Didier Eribon'un Reims'e Dönüş'ünün Edouard Louis'nin ilham kaynaklarından olduğu biliniyor. Eribon kendi yaşamına, geçmişine, ailesinin sosyoekonomik durumuna ve cinsel kimliğine daha felsefi ve sosyolojik açıdan bakıyor. Duygularını çok göremiyoruz. Felsefi bir anlatı şeklinde okunuyor. Kişisellikten uzak olmasa da edebi bir anlatıdan ziyade kurgu dışı bir metin olarak irdelenirse daha çok verim alınabilir.
Edouard Louis'nin kendini baştan yarattığı, başka bir yazarın elinde bir Yeşilçam komedisine dönüşecek anlatısı Değişmek uçlarda bir yaşamı da anlatıyor aslında. Cinsel kimliğiyle bütünleştirdiği kültürel hayat ve burjuvazi dünyasından sonuna kadar nemalanışını açık sözlü bir tavırla anlatıyor. Elena'dan Didier'e acaba insanları kullanan biri miydi diye düşündürmedi değil. Kendi yaşamını didiklemekten bıkmayan Louis'nin en başarılı yanı edebiyatla otokurmacayı, sosyolojik gerçeklerle kendi gerçekliğini aynı potada anlatabilmesinde. Ben kendisinden sıkılmayanlardanım. Değişmek'i beklediğime değmiş.

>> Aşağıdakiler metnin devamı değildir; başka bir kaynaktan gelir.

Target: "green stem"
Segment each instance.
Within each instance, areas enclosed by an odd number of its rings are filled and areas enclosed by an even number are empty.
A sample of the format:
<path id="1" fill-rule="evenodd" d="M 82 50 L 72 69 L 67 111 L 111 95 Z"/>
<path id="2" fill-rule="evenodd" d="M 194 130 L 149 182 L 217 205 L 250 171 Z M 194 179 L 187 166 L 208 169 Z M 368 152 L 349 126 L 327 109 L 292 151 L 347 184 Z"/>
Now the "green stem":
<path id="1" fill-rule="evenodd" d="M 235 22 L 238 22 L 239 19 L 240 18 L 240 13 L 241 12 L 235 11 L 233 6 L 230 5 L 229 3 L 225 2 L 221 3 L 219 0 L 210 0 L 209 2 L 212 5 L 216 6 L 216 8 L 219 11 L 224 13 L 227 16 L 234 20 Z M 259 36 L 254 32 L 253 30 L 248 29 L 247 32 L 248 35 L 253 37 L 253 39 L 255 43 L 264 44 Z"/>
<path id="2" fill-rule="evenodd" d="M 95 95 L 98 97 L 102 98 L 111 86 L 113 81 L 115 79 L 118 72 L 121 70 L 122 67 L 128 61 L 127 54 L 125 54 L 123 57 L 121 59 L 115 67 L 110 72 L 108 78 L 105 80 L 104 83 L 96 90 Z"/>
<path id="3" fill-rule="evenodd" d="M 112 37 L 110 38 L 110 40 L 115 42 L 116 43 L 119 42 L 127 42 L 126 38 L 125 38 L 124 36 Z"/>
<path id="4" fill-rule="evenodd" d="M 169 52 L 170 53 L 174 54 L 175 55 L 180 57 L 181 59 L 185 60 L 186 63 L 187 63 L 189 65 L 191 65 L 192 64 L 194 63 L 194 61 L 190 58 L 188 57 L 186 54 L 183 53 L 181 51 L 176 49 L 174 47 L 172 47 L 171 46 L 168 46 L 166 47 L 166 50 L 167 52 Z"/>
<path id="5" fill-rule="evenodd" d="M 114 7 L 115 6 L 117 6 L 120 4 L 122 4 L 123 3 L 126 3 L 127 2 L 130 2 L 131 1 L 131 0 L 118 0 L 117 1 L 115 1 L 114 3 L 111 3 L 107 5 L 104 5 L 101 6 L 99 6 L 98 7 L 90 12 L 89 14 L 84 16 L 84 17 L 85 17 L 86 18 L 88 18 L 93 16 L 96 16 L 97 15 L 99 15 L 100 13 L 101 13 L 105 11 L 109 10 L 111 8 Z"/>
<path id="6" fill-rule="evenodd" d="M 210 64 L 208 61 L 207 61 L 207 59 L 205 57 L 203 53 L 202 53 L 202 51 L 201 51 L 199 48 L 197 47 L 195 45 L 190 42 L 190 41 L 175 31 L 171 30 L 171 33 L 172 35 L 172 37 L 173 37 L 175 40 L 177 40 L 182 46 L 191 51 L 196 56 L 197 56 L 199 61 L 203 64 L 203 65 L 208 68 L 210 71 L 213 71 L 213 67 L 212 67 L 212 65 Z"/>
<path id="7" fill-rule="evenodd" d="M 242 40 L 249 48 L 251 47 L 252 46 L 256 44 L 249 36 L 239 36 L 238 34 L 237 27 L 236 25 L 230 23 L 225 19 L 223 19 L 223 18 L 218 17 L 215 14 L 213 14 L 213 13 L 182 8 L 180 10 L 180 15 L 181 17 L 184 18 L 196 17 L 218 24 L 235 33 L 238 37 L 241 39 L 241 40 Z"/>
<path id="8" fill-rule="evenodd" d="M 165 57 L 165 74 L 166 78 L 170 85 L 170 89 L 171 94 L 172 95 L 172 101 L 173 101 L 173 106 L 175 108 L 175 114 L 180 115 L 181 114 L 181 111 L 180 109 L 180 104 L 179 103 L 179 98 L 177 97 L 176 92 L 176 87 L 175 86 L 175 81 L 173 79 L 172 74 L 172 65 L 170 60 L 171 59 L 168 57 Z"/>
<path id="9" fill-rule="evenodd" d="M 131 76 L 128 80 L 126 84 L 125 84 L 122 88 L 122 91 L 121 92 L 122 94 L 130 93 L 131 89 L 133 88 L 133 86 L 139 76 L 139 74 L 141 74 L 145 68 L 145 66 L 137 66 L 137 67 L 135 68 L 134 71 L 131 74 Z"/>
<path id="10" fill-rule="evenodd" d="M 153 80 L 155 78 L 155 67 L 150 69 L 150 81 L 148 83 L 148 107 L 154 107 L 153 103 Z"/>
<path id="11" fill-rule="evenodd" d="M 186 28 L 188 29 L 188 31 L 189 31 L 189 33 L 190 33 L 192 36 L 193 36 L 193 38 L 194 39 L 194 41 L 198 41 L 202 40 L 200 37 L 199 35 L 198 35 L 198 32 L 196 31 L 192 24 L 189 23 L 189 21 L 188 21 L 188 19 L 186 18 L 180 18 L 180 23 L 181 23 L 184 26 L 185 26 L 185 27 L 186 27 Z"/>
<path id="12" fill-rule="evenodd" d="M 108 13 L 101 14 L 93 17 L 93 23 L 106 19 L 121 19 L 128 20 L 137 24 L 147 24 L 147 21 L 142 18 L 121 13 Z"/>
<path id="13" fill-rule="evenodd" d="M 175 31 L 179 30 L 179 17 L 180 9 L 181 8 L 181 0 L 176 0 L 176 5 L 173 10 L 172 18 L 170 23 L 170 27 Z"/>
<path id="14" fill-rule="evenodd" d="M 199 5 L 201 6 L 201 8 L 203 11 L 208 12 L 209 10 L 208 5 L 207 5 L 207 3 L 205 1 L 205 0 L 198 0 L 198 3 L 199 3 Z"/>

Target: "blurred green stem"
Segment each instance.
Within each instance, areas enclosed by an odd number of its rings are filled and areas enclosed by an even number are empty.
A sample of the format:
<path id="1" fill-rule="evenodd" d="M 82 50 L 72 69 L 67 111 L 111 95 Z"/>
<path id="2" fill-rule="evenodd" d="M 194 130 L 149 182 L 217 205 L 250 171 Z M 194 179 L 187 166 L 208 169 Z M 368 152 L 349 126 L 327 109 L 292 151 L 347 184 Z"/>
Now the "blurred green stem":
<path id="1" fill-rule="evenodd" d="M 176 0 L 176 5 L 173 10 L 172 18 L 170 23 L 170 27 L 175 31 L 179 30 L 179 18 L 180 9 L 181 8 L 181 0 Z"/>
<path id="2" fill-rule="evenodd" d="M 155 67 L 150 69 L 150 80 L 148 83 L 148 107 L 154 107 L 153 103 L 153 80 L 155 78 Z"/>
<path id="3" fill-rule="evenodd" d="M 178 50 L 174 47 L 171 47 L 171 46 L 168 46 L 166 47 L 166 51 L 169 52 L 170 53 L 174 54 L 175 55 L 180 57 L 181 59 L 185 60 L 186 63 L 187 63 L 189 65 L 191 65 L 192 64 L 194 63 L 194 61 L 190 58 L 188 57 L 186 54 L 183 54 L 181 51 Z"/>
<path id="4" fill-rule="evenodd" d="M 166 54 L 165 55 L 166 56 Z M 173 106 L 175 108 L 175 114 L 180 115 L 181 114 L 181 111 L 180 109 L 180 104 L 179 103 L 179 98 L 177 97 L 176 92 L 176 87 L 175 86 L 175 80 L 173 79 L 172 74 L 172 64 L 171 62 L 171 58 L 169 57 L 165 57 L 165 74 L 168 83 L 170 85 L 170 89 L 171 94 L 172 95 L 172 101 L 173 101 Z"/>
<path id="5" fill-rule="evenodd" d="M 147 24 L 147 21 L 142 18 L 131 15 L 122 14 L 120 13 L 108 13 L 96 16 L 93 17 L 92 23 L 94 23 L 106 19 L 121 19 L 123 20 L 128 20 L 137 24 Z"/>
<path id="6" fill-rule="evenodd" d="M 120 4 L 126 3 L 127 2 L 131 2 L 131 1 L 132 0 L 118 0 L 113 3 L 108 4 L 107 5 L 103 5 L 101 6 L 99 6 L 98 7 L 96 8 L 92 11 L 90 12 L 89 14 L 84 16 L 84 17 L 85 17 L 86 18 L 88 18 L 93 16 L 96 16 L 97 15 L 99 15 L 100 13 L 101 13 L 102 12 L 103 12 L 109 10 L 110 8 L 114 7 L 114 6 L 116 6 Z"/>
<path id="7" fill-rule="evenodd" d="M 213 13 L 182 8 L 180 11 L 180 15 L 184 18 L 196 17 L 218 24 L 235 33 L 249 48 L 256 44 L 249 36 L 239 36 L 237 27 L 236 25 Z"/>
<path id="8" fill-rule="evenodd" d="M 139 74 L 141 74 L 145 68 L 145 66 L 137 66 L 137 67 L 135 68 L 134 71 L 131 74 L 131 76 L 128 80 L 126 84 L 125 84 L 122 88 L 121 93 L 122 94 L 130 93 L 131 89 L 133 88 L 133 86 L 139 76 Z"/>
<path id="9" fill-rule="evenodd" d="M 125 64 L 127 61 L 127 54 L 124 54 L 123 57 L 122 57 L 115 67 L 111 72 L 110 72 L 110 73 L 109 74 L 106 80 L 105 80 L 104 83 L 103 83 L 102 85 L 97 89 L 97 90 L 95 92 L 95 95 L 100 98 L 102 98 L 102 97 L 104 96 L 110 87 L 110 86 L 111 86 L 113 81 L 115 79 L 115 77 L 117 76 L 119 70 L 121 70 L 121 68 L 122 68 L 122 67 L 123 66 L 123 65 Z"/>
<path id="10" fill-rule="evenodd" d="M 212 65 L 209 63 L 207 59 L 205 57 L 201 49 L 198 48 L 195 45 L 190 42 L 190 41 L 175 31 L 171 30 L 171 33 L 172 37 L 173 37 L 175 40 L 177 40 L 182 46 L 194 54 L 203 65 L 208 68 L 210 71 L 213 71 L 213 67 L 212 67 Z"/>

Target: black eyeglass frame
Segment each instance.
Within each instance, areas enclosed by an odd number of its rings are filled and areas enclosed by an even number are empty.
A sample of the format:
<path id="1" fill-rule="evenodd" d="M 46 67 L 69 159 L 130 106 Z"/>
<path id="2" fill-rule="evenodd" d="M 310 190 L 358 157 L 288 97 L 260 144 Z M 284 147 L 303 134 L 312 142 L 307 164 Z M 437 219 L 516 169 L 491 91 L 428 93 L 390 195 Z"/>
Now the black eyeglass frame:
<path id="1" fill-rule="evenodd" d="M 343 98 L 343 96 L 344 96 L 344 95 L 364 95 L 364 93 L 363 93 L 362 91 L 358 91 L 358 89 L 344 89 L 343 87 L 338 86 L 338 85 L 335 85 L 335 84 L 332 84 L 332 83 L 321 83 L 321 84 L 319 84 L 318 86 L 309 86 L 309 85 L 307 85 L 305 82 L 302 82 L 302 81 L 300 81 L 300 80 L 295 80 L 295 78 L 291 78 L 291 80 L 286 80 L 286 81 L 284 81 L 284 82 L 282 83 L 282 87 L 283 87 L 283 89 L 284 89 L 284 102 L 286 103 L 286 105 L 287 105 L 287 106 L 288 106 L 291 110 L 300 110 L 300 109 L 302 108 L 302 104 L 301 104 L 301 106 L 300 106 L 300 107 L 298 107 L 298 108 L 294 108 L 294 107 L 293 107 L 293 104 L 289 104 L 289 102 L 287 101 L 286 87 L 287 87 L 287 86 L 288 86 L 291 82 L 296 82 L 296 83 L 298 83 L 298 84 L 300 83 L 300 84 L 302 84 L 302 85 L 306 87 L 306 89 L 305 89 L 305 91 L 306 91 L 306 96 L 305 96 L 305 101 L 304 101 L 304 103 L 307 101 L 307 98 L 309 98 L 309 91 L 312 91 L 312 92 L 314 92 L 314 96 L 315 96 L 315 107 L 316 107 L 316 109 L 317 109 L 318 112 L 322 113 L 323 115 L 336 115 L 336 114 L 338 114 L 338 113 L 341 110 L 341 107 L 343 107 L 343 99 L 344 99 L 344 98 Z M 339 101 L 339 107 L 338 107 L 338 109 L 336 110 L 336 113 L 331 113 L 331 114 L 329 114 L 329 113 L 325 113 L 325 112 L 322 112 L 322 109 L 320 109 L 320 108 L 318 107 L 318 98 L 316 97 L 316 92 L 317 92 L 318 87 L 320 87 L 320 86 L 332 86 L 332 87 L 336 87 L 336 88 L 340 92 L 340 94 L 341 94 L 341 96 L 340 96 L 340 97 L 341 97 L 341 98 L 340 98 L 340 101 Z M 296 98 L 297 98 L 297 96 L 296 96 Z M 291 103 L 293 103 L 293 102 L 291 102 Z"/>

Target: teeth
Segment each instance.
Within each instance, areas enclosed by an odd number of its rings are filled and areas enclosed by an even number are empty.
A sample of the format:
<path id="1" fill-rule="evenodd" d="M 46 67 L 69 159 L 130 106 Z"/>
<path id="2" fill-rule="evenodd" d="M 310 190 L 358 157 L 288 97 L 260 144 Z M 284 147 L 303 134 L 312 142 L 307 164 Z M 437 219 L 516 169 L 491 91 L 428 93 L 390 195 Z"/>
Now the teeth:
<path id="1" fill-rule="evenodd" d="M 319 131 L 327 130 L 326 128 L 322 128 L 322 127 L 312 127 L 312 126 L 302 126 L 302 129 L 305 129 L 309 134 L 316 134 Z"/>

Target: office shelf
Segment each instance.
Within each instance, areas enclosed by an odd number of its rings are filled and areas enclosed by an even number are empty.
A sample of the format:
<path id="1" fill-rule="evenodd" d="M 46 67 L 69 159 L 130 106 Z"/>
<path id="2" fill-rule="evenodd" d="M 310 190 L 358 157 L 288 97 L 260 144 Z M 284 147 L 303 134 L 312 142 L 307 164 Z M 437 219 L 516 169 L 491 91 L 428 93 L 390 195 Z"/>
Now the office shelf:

Gereon Rath serisinin 9.kitabı Transatlantik Gereon'un kaçış sonrası akıbetini, Charly'nin Berlin'deki yalnız, özgür, isyankar ama melankolik günlerini, savaş hazırlığı yapan bir ülkede kazanın kaynamasının üst seviyelere çıktığı 1937 yılında geçiyor. Cinayeti, gizemi ve kovalamacayı Charlotte Rath ekseninde okuyoruz. Gereon'un derdi ise daha mafyatik sularda. Marlow'la son hesaplaşmalara da vesile olan bir roman. Siyasi polisiyenin de, suçların çözülüşünün de hakkını veren bir roman yine. Belli ki bu kitapla bitmeyecek macera, son bölümlerden anlaşılan bu.
Ayın Türkçe öykü kitabı Ali Karadağ'ın Çehov sevgisini hissettiğimiz Biraz Adam adlı kitabı. Sevdiğim birkaç öyküsünde atmosferle karakterlerin iç çatışmalarını aktarışını sevdim. Öyküler de bıraktığımız yerden devam edebilecek kıvamda.
Kitaplar açısından verimli bir ay geçirdim. Sırada izlediklerim var.
---Sinema---
İlişkilerdeki empati ve şefkat ihtiyacı, birbirine katlanabilme, kadınların anne olarak ezilmeleri derken özdeğer algısı ve aile travmalarına geliyor asıl konu. Marriage Story Norveç versiyonu gibi başlayıp çok daha şahsi ve hayati bir noktaya evriliyor film. Bu sorgulamaları da kişisel gelişim tuzağına düşmeden yapıyor. İlk yarısına biraz burun kıvırsam da ikinci yarısı çok kıymetli. Helga Guren müthiş oynamış.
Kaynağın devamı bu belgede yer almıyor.